Datadog is a tool we use for monitoring of application performance, aggregating logs from our servers, and watching some metrics on each of our servers.
It's moderately expensive, so we try to balance the expense of the service with the value we get out of it.
Summary of our DataDog usage is available on this dashboard
We aggregate load balancer and application logs, but try to avoid log monitoring for services which generate vast amounts of logs - like Solr or database servers.
Pricing of Datadog is per-host, and is more expensive if that host is tracking APM (application performance.) So if you want to track things like the memory and CPU of a server it necessitates spending money. However, if you want to track metrics about one of our HTTP services you can place those checks on one of the boxes we already have and then set up monitoring in the DataDog Web API to use those metrics, which doesn't cost anything extra.

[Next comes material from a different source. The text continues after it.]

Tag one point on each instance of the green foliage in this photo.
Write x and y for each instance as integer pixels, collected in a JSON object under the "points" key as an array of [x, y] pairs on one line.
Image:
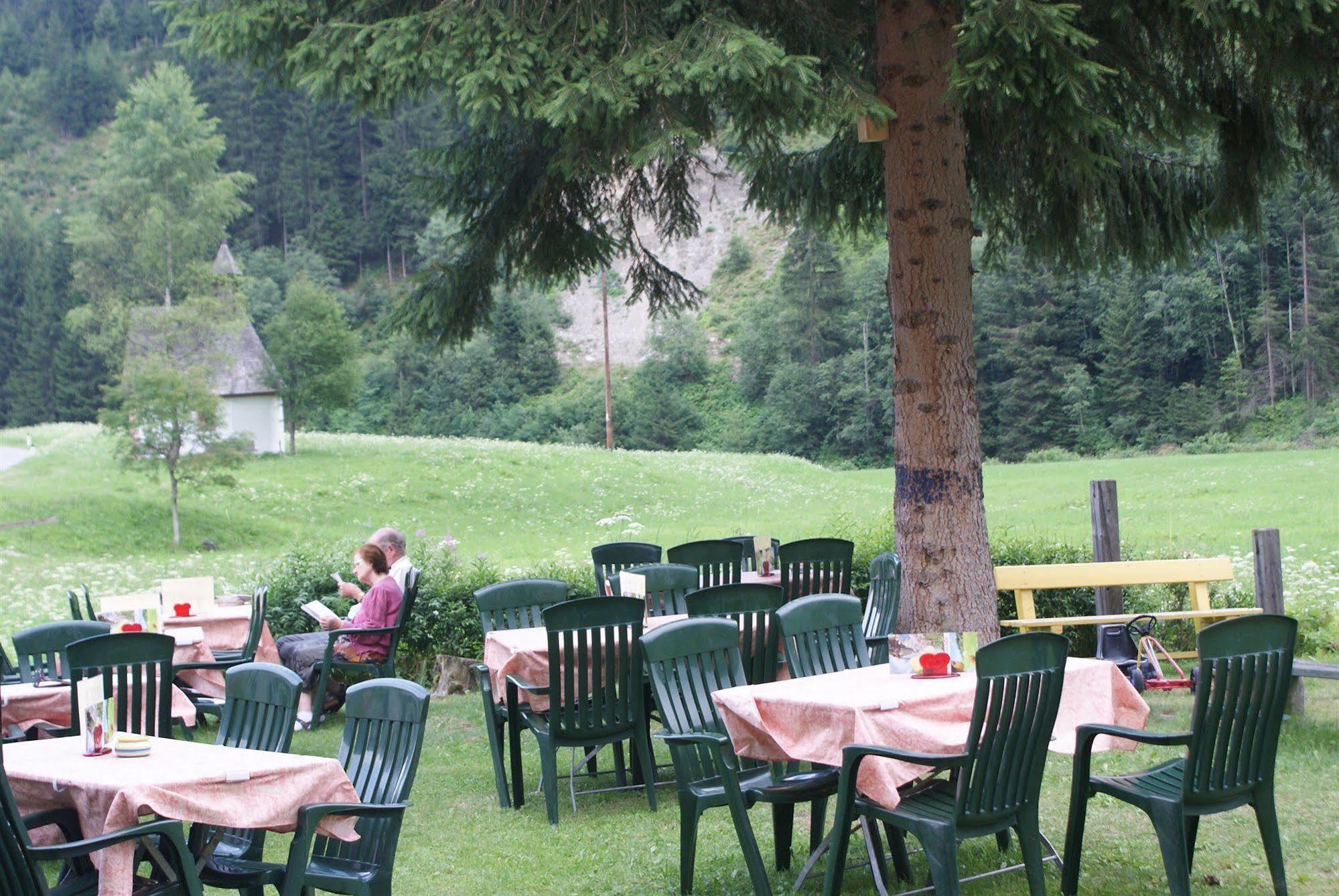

For example, to track SSL certificates configure DPUL to send those metrics -
those boxes are already sending metrics, so it doesn't cost anything extra.
There are two parts - the Ansible
configuration
and the Datadog Monitor which
tracks tls.days_left
.
This is a good trick to use for many of the integrations here: https://docs.datadoghq.com/integrations/
You can get basic uptime tracking of our sites, if internal checks are sufficient, via a similar strategy above with the HTTP Check.
However, if you need cloud-based monitoring you can configure Synthetic Tests. The key to keeping it cheaper is to check as rarely as possible - for many of our sites we check from one location every 5 minutes. Figgy's manifest check configuration is an example.